= Special Program of Assisted Reproduction =

The Special Program of Assisted Reproduction (SPAR) is a program offered to HIV discordant couples (serodiscordant) at the Bedford Research Foundation's clinical laboratory. The program takes advantage of ART (assisted reproduction technology) procedures (including "sperm washing") to assist couples achieve a pregnancy who would otherwise risk transmitting the father's HIV infection to the mother and the child through intercourse.

SPAR employs extremely stringent safety standards; samples will only be submitted for "sperm washing" and cryopreservation that have first been screened for HIV virus particles and infected cells by specialized molecular biology tests. Only samples that have been determined to have an undetectable HIV viral burden will be submitted for infertility procedures.

Assisted reproductive technologies (ART), such as in vitro fertilization (IVF), treat many disorders of the female, but until recent years, treatment options for male factor infertility were limited, and donor sperm was routinely recommended to achieve a pregnancy. Advances in ART, however, have created new possibilities for men with male factor infertility, including those whose sperm counts have been decreased by cancer treatment and other diseases, and men with incurable, sexually transmissible virus diseases.

Infectious diseases transmissible by semen for which there is no cure include:
- Hepatitis B
- Human T Cell Leukemia Virus (HTLV-1)
- Human Immunodeficiency Virus (HIV)

== History ==
SPAR began in 1994 at the New England Deaconess Hospital (now Beth Israel Deaconess Medical Center) as a support group for couples wishing to parent when one of them had an incurable sexually transmitted disease.
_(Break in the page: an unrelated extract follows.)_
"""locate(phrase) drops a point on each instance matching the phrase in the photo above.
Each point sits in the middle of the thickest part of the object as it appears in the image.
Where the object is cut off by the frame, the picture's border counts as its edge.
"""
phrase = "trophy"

The patient couples began raising money to fund the research needed to develop the methods to improve the safety of attempting pregnancy. By 1996 sufficient funds were available to begin, but a merger between the Beth Israel Hospital and the New England Deaconess Hospital (now Beth Israel Deaconess Medical Center) necessitated the creation of an independent Massachusetts public charity, the Assisted Reproduction Foundation (now the Bedford Stem Cell Research Foundation directed by Dr. Ann Kiessling), to continue the work. Within two years, the methods for reducing, and perhaps eliminating, the risks of infection to the mother and the child were developed and Baby Ryan was born in 1999.

The goal of SPAR was to provide semen testing by experts that would ensure improved safety of sperm that could then be shipped to infertility clinics near the couple's home. In this way, couples could be cared for in the same manner as other couples in their community. Fortunately, a few clinics were willing to help with this effort, and by 2002, seven collaborating clinics around the country were caring for couples living with HIV disease.

In the Spring of 2000 a ground breaking study was completed, giving significant insight to the role of semen producing organs in HIV anti-viral therapy.